The Government proposes to permit any couple, same sex or heterosexual, or any single man over the age of 21, to commission the ‘creation’ of a child using a surrogate mother. The surrogate may not provide the egg containing the genetic material for the child, and the child brought into being must have at least one genetic parent (the single male contracting, or one male or female member of the couple).

Most countries ban surrogacy because, every which way, it involves the exploitation of a woman for her child-carrying capacity, generally for money, with no thought of where it leaves her, or of the fact that the children involved are deprived of at least one of their genetic parents, of their natural mothers, of the possibility of breast-feeding and many other things. Forever.

The Government pretends that it’s not ‘commercial surrogacy,’ since only ‘reasonable expenses’ are allowed. But these can run into tens of thousands of euros to judge by the international experience. Fact is, you never see rich women carrying babies for poorer women.

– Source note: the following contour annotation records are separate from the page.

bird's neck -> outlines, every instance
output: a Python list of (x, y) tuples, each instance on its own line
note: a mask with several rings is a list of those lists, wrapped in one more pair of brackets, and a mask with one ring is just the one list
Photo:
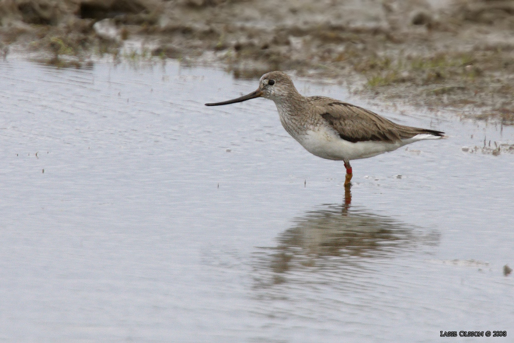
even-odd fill
[(281, 116), (296, 116), (303, 111), (301, 110), (304, 105), (304, 97), (298, 92), (291, 92), (286, 97), (273, 99), (279, 113)]

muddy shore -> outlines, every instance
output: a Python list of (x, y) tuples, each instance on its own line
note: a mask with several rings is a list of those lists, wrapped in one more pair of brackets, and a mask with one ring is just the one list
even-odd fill
[(514, 1), (2, 0), (0, 58), (281, 69), (363, 98), (514, 123)]

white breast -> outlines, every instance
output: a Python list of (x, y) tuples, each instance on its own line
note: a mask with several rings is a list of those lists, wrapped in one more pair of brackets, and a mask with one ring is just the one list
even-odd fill
[(368, 141), (352, 143), (328, 130), (309, 130), (295, 137), (309, 152), (327, 159), (341, 160), (371, 157), (392, 151), (408, 142)]

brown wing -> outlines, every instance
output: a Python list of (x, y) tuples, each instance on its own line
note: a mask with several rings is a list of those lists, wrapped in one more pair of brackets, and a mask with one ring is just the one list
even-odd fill
[(444, 135), (440, 131), (400, 125), (358, 106), (325, 99), (326, 103), (317, 106), (316, 111), (345, 140), (394, 142), (420, 133)]

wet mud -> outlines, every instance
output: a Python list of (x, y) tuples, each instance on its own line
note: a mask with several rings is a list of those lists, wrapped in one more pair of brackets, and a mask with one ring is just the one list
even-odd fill
[(9, 0), (0, 57), (80, 67), (179, 59), (273, 69), (376, 98), (514, 122), (514, 3), (486, 0)]

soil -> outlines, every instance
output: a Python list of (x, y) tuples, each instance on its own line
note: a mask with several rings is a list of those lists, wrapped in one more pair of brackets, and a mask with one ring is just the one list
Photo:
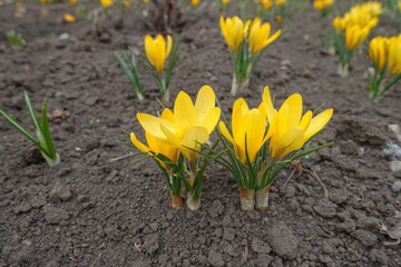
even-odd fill
[[(58, 112), (51, 131), (62, 161), (49, 168), (0, 119), (0, 266), (401, 266), (401, 245), (391, 245), (401, 227), (400, 171), (389, 166), (401, 160), (389, 129), (401, 125), (400, 83), (371, 102), (361, 55), (341, 79), (338, 57), (320, 49), (322, 21), (312, 7), (284, 22), (285, 37), (267, 49), (241, 97), (255, 107), (261, 87), (271, 86), (277, 103), (293, 92), (305, 109), (325, 102), (335, 113), (314, 145), (335, 145), (303, 160), (304, 171), (286, 184), (292, 168), (281, 174), (264, 214), (239, 211), (234, 178), (215, 164), (193, 212), (170, 208), (151, 160), (110, 161), (131, 151), (116, 141), (128, 141), (123, 130), (143, 138), (136, 112), (160, 110), (154, 83), (144, 79), (139, 102), (111, 55), (128, 46), (143, 51), (149, 31), (138, 19), (116, 9), (97, 36), (82, 18), (61, 22), (70, 6), (55, 4), (46, 17), (37, 6), (22, 18), (14, 9), (0, 6), (0, 107), (27, 126), (22, 90), (37, 108), (47, 98), (49, 113)], [(194, 97), (209, 85), (229, 115), (231, 61), (218, 17), (212, 8), (184, 14), (170, 90), (173, 99), (179, 90)], [(10, 48), (9, 29), (23, 34), (26, 48)]]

It’s always the other way around. Surrogacy exploits poorer women in poorer countries. The reason the Government is legislating for international surrogacy is that there are not enough financially disadvantaged women available in Ireland for exploitation in this way.

Could there be an ‘even worse’ bit? Thanks to the 2015 Gender Recognition Act, a male who registers his ‘preferred gender’ as female may use this new law to contract with a surrogate using his own sperm and a donated female egg. Once the surrogacy is recognised and a ‘parental order’ made, the commissioning male will be able to have himself registered as the parent, indeed the ‘mother’ of the child.

You remember voting for this, don’t you? Don’t you?